What do you enjoy most about your study?
I have loved the process of discovery starting with anatomy and the cadaver labs where I came to feel that I had see-through skin — that I could “see” how blood flowed under my skin and how nerve messages are transmitted — and through clinical rotations where I could learn disease by studying my own patients and the textbooks of their lives. I have also realized that it is indeed a privilege to get to know people at vulnerable times, to be at the bedsides of people from all different walks of life through the stress of an illness and even the dying process.
What is most challenging about your study?
The longevity of the training. Sometimes I just want to start working part time or take a break and have kids and continue training later, but it’s not always possible.
How does your faith connect with your work?
My faith allows me to see each of my patients as created in the image of God and therefore as beautiful human beings who need to be loved and cared for. It motivates me in my studies both to learn more about God’s remarkable creation and to become a better physician. And it provides perspective — God has called me here and he will provide.
What would you like to ask someone who is a few years farther along in your field?

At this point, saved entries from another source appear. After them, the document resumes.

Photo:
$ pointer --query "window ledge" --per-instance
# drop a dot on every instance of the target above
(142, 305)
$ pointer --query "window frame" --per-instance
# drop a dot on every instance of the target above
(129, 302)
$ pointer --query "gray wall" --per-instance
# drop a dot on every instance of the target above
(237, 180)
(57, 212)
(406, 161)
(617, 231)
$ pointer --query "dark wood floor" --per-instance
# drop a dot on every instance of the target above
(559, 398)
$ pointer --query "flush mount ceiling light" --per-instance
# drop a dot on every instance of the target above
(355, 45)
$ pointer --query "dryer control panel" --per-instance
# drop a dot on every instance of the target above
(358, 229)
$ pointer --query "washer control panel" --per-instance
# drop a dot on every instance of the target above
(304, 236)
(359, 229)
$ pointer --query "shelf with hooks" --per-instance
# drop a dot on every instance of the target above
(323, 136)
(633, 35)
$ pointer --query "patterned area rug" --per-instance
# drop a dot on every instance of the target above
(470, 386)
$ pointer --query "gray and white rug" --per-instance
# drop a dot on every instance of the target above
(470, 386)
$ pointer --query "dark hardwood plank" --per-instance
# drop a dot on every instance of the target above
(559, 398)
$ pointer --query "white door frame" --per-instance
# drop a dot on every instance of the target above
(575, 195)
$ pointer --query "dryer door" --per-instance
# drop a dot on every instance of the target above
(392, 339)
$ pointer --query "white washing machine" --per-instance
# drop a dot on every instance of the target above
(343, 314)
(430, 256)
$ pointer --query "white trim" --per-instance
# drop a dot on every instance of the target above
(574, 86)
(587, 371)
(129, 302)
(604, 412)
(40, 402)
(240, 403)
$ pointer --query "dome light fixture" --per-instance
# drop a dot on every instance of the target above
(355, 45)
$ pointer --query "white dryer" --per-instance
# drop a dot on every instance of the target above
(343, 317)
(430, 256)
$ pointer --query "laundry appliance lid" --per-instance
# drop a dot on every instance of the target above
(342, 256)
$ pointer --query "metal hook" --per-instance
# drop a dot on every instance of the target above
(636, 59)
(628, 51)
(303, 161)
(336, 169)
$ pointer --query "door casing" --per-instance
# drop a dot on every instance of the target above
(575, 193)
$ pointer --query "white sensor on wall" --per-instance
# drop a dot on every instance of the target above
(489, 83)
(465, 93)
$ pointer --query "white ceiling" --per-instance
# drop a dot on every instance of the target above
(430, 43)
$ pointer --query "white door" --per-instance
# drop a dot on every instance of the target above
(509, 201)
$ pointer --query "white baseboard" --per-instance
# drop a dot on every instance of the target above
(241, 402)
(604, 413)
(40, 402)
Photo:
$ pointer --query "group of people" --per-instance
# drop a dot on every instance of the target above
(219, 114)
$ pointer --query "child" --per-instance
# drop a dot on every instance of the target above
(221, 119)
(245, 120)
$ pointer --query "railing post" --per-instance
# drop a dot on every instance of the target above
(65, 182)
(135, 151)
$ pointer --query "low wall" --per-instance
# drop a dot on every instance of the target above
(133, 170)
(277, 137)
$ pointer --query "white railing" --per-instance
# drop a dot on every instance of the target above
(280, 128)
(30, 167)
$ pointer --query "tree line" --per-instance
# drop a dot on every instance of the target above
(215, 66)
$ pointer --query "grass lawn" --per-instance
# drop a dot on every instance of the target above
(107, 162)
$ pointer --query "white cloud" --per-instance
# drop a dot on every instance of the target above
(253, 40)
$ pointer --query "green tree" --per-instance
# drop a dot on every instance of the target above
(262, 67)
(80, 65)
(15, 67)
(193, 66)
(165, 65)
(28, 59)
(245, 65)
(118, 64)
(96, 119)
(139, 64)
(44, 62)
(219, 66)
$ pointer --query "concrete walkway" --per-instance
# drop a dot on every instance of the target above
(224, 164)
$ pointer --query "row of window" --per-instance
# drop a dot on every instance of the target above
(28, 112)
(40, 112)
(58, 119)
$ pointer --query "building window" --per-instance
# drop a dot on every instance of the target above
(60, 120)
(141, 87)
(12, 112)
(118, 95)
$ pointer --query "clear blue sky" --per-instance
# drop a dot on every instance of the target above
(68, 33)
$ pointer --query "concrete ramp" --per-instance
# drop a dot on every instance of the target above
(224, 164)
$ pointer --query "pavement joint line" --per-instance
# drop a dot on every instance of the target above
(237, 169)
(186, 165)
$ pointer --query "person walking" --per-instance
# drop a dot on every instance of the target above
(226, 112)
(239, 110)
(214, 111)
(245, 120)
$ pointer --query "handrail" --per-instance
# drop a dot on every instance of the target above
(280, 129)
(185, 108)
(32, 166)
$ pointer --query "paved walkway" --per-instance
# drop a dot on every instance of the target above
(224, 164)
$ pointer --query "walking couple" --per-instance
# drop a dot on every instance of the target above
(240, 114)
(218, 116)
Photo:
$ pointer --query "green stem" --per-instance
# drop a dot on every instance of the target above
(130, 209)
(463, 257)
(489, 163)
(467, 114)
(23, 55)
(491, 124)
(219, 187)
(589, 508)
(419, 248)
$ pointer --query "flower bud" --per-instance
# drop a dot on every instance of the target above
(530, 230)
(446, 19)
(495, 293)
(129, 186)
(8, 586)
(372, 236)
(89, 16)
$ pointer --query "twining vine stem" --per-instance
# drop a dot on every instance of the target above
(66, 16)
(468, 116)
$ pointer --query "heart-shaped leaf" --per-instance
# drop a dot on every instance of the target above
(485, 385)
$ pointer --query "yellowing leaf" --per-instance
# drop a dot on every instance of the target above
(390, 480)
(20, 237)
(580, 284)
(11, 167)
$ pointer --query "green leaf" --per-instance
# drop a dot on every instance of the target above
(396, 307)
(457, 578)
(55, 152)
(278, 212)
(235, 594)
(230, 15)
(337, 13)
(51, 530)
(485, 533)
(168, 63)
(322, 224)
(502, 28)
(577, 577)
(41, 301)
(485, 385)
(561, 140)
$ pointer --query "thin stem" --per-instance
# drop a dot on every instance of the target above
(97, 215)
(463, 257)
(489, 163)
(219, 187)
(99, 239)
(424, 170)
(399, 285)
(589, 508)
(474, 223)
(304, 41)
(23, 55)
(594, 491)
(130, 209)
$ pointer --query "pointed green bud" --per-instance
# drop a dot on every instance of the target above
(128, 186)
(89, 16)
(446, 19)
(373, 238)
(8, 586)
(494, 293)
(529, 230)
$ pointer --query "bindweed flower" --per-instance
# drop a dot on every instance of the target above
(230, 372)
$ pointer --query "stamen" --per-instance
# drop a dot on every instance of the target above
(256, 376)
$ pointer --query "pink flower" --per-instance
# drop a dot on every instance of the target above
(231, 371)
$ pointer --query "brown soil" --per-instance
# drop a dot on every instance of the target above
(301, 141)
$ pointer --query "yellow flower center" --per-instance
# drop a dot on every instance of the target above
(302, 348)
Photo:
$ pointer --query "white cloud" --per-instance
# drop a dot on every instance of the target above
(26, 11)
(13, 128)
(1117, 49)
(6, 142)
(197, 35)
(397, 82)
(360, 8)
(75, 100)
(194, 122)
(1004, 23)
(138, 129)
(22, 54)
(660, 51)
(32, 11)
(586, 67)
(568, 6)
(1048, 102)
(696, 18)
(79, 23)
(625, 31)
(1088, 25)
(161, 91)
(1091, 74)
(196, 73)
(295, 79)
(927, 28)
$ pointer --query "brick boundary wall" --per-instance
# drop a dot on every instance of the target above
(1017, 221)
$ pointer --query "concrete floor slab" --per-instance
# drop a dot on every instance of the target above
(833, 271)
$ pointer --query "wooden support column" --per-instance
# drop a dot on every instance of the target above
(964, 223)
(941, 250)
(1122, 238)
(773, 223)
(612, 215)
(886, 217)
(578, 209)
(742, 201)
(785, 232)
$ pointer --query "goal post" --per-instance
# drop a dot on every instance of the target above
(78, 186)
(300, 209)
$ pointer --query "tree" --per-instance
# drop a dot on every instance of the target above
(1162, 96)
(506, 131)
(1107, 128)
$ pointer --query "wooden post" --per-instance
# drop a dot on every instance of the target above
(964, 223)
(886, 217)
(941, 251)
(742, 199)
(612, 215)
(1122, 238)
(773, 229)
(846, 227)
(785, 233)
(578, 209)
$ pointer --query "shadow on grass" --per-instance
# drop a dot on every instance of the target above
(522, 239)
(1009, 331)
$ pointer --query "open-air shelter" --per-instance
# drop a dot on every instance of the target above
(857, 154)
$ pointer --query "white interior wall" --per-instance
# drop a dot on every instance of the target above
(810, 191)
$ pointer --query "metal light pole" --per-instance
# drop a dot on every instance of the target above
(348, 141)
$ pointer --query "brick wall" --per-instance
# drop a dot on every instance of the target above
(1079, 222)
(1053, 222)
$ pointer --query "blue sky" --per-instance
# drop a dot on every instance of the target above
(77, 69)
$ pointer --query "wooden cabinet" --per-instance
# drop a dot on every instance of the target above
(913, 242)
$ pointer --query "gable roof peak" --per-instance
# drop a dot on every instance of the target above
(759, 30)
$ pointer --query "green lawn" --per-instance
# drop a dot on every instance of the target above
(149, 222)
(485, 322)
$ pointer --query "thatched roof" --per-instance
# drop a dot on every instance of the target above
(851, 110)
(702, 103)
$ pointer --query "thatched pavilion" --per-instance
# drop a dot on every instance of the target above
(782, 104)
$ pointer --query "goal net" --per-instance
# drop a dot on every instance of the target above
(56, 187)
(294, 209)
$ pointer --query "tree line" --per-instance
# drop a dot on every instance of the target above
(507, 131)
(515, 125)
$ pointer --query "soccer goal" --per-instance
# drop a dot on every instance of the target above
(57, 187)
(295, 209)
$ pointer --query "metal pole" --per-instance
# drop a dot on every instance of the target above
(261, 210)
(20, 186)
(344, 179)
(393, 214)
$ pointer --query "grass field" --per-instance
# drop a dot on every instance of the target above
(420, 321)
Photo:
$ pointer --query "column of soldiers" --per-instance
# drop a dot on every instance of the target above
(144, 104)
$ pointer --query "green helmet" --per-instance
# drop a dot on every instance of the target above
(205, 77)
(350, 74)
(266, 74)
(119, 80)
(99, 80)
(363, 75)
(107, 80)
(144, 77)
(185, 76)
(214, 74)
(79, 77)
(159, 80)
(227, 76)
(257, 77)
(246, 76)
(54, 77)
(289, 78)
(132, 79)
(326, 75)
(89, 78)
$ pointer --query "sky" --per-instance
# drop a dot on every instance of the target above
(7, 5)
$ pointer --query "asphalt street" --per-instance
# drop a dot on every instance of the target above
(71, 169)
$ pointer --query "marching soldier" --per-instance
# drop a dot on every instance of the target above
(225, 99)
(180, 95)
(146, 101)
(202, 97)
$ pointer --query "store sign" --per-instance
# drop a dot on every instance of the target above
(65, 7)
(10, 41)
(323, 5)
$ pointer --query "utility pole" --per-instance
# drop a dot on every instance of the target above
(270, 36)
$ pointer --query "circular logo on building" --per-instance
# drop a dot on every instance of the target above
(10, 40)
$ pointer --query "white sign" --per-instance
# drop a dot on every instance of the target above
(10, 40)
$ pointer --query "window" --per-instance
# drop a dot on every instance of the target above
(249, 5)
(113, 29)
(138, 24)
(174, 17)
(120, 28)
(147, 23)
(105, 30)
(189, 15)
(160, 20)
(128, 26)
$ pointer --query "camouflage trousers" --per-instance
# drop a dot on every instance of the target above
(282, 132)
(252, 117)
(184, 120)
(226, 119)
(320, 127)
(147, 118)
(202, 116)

How does your faith affect the day-to-day busy clinic practice? In our culture, when our instructors train us to keep our faith/religion to ourselves, how do you share the love of Christ? Is our faith reduced to simply being nice to patients? How do we balance loving our patients through actions and loving our patients with words about the hope of Jesus Christ?
You were in India this past semester. What was your experience there?
Although it wasn’t what I had planned, I ended up doing more teaching than clinical medicine. I taught a pediatric course to nursing students at a mission hospital. I had time to slow down and read, listen, and ponder other people’s stories. Images I carry with me are those of people like a 20-year-old woman who came to the gynecology clinic with complaints of missing her period for the last three months. She had been married just six months before in an arranged marriage and her husband had left her because he believed she wouldn’t be able to bear him any children. She most likely will never marry again as her parents will not be able to afford a second dowry and she now has the reputation of being barren, though this was probably not the cause of her missed periods. And I think of a two-year-old girl I met in an orphanage for children who are victims of attempted infanticide. When a family has a second or third baby girl (or a handicapped child), it is not uncommon for them to poison or suffocate her, or leave her in a sewage gutter because they cannot afford the dowry for an additional daughter’s marriage. Sometimes the burden of the suffering of humanity seems heavier in a country like India.
What are your interests outside of school or work?
My husband Eric, a stage designer and puppeteer; outdoor stuff — hiking, running, kayaking, cross-country skiing; and drinking coffee or tea with friends.
A book you’d recommend?
A Fine Balance by Rohinton Mistry. A wonderful Indian novel.
What would you like to be doing ten years from now?
Hmmm…maybe living in some sort of Christian community with a focus on service. In the ideal world I would have a little clinic attached to our home where I work with another pediatrician or nurse practitioner or physician’s assistant, and we all work part-time, and patients have a unique experience of coming to a more artistic community or farm for their pediatric clinic. We should dream, right?